Loic Pasquet de Liber Pater condamné à 12 mois de prison avec sursis et 10 000 Euros d’amende.

Loic Pasquet de Liber Pater condamné à 12 mois de prison avec sursis et 10 000 Euros d’amende.

C’est une histoire incroyable. Loïc Pasquet, ancien ingénieur dans l’industrie automobile, s’est reconverti par passion dans le monde du vin. Il achète quelques arpents de terre du côté de Landiras (en AOC Graves) et décide d’en faire l’un des vins les plus chers de la planète.

Les premières expériences sont un peu difficiles, mais quelques temps après, à force de réflexions, de plantations nouvelles, de cépages autochtones, d’un travail de fond sur la mycorhization, il arrive à produire des vins superbes, irréprochables, voire très haut de gamme pour cette partie de la région des Graves (les vignes sont à Landiras). J’ai dégusté les 2009, 2010 et 2011 et je dois avouer une qualité impressionnante sur ses vins.

Son épouse russe (je crois) l’aide dans le développement commercial et il affirme vendre des bouteilles à près de 1000 Euros voire 2000 à 3000 Euros pour une cuvée spéciale dans les pays émergents. Un vrai succès quand on connaît les problèmes commerciaux de nombreux domaines dans la même région.

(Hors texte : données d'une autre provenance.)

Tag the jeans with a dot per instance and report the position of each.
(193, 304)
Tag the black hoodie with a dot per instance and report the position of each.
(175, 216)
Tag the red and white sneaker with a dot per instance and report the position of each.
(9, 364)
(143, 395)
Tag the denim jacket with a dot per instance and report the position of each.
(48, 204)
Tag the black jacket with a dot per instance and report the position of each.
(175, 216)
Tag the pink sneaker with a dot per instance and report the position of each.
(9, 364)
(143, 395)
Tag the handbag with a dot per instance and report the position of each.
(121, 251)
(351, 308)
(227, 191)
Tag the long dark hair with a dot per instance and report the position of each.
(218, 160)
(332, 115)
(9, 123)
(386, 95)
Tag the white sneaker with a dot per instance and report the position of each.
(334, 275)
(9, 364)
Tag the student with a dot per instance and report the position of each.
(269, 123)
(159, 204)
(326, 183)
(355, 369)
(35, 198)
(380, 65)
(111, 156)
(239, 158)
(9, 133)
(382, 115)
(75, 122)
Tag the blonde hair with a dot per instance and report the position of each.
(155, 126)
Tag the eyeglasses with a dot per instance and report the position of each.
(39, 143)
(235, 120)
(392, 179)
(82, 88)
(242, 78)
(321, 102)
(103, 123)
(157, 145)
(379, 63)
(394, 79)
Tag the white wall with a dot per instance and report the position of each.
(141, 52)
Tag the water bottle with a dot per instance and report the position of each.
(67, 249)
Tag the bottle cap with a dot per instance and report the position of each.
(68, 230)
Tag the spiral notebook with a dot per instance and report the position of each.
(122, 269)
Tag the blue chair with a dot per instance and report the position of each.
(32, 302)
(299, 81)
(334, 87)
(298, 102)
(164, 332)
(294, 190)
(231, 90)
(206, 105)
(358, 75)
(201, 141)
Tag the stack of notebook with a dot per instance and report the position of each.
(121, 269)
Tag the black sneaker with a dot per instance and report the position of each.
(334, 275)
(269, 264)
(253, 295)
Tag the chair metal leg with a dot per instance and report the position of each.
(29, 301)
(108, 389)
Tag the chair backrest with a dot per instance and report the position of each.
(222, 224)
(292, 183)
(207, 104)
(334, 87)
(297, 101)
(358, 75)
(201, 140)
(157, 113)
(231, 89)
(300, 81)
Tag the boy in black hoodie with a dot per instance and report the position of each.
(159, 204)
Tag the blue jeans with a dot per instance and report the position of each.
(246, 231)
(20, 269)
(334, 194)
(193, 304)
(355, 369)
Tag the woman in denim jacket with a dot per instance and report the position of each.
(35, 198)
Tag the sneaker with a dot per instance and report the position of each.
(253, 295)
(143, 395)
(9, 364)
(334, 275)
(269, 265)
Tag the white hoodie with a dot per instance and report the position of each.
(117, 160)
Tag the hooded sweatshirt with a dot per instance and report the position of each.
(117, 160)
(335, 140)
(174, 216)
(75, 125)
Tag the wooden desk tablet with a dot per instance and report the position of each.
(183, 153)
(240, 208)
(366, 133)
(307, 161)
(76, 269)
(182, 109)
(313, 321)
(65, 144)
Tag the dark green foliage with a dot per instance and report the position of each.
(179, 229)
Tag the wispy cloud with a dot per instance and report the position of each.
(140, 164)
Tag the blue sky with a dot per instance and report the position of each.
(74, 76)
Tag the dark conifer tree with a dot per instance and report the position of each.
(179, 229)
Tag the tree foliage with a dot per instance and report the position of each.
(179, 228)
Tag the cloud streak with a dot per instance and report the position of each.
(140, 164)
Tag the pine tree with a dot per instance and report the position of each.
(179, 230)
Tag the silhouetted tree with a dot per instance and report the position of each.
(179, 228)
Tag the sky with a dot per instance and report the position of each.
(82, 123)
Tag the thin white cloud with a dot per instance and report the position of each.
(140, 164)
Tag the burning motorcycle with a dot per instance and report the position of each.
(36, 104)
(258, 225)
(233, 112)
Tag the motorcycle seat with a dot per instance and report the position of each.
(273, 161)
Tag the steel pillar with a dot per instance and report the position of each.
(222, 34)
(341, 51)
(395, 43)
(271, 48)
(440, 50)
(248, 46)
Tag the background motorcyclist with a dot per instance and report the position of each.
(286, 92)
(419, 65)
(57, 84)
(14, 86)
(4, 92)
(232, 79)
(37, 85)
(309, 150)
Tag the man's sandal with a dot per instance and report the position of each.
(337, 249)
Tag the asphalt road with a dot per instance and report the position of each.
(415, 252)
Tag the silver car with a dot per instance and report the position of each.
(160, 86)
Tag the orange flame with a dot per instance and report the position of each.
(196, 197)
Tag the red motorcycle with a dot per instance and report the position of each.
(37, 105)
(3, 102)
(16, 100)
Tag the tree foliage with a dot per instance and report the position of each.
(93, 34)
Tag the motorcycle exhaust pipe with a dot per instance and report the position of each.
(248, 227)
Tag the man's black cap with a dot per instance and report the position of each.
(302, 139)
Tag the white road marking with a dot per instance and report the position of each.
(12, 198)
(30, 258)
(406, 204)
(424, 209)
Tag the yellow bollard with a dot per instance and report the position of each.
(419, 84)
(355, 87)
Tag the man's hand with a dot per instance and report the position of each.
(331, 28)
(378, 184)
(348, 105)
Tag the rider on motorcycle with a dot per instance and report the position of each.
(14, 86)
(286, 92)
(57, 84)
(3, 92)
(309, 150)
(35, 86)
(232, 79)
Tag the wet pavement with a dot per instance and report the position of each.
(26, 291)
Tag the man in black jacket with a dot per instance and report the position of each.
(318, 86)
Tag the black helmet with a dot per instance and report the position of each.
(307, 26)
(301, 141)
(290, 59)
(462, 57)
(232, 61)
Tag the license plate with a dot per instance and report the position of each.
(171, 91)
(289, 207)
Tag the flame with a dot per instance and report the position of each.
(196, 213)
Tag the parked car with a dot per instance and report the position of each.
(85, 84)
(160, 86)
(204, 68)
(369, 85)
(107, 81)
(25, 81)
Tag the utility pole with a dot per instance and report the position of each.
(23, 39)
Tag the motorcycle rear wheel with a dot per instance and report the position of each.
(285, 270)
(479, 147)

Le jeune homme sait l’importance de la communication, il y excelle et va très vite s’amuser avec les journalistes, les prescripteurs, les négociants. Il est habile, beau parleur, inspire confiance. Son dernier fait d’arme, l’élévation au titre de membre de la Commanderie du Bontemps de Médoc et des Graves de Pierre Galet, le célèbre ampélographe, dans une soirée fastueuse.

Invité à cette réunion très « privée », j’ai refusé l’invitation au dernier moment.

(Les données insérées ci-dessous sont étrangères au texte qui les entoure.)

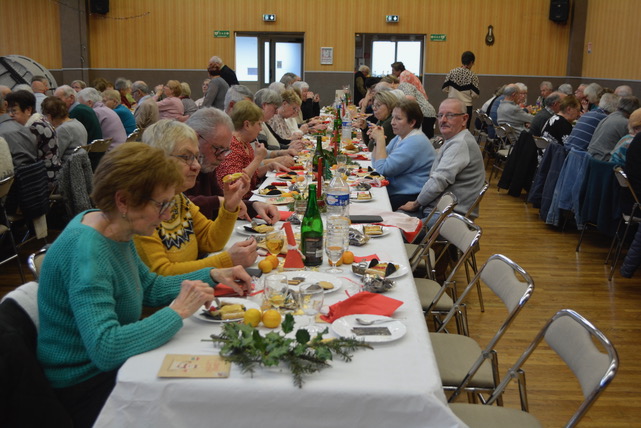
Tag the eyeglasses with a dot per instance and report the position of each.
(449, 116)
(188, 159)
(163, 206)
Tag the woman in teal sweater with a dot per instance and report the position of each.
(93, 284)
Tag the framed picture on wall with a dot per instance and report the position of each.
(327, 56)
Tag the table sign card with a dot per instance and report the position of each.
(204, 366)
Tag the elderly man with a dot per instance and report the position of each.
(214, 129)
(226, 73)
(552, 105)
(39, 86)
(458, 167)
(510, 112)
(462, 83)
(583, 131)
(84, 114)
(612, 129)
(110, 123)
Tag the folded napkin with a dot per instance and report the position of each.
(362, 303)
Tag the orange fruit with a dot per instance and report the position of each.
(252, 317)
(348, 257)
(273, 260)
(265, 266)
(271, 318)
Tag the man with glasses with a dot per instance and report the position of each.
(458, 167)
(214, 129)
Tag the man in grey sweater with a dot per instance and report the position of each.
(458, 167)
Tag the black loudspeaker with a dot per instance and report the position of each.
(559, 10)
(99, 6)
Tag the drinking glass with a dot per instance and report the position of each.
(275, 241)
(276, 289)
(310, 301)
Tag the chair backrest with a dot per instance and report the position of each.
(574, 339)
(35, 262)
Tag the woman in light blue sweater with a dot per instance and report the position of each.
(407, 159)
(93, 284)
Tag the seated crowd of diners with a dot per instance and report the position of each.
(162, 206)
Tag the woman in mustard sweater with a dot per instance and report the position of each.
(177, 243)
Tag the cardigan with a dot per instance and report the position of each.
(90, 299)
(175, 245)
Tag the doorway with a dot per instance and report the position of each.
(263, 58)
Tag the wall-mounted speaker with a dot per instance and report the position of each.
(99, 6)
(559, 10)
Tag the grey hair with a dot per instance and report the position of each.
(267, 96)
(90, 94)
(166, 133)
(66, 90)
(206, 120)
(122, 83)
(592, 92)
(237, 93)
(300, 85)
(566, 89)
(141, 86)
(553, 98)
(609, 102)
(628, 104)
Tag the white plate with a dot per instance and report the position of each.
(233, 300)
(359, 227)
(311, 276)
(241, 229)
(402, 270)
(343, 328)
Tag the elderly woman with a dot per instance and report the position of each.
(170, 107)
(71, 133)
(111, 98)
(178, 241)
(93, 284)
(559, 126)
(21, 105)
(383, 105)
(247, 118)
(407, 159)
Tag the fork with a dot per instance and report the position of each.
(370, 322)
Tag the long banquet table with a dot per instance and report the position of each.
(394, 385)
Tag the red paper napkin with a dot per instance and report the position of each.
(362, 303)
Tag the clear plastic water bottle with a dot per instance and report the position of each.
(337, 196)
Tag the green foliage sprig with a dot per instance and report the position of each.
(243, 345)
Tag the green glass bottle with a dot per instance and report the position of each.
(311, 232)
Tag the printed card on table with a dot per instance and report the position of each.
(204, 366)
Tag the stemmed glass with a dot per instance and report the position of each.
(310, 301)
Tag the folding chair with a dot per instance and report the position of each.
(462, 362)
(573, 338)
(628, 219)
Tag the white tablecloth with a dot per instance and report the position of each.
(394, 385)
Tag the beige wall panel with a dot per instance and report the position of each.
(31, 28)
(615, 52)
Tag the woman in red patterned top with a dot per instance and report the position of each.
(245, 156)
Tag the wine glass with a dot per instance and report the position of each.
(275, 241)
(275, 290)
(310, 301)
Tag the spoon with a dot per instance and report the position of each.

Voilà qu’aujourd’hui, 14 Janvier, le même homme est convoqué au tribunal de Bordeaux, soupçonné d’avoir détourné la modique somme de 592 000 Euros d’aides diverses. Des aides servant, notamment, à promouvoir son vin en Russie, en Chine ou au Brésil, les fameux BRIC.

Une première réflexion vient à l’esprit. Comment une propriété d’à peine moins de 10 hectares, aux rendements certes faibles et produisant des vins à 1000 Euros voire 2/3 000 euros, peut-elle bénéficier d’une aide de 592 000 Euros ? Se faire payer un ou deux voyages et quelques nuitées d’hôtel, passe encore, mais 592 000 Euros, c’est une somme ! De nombreux négociants importants aimeraient avoir de telles aides. Qui donc a accepté ces aides et n’y-a t-il aucun processus de vérification avant l’attribution ? C’est LA question.

Ce jeune homme a-t-il été pris dans une folle spirale qui lui a fait perdre la tête ? A-t-il été emporté par la folie de l’argent et la mythomanie ? A-t-il pris goût au luxe que peut procurer des aides aussi élevées ?

On ne sait. Mais une chose est sûre, il devient difficile ces jours-ci, et déjà depuis quelques jours, de le contacter (j’ai essayé, impossible).

Impossible en l’état de connaître la teneur du dossier. Règlement de comptes, vraie escroquerie, falsification de documents ou simple négligence ? Mais tout cela procède d’une seule chose : il convient parfois, en bon terrien, d’avoir les pieds dans la glaise plutôt que la tête dans les étoiles. C’est moins risqué !

Dernière minute, le 14 Janvier 2016 à 18h45. Loic Pasquet a été condamné à 12 mois de prison avec sursis et 30 000 Euros d’amendes dont 10 000 Euros ferme.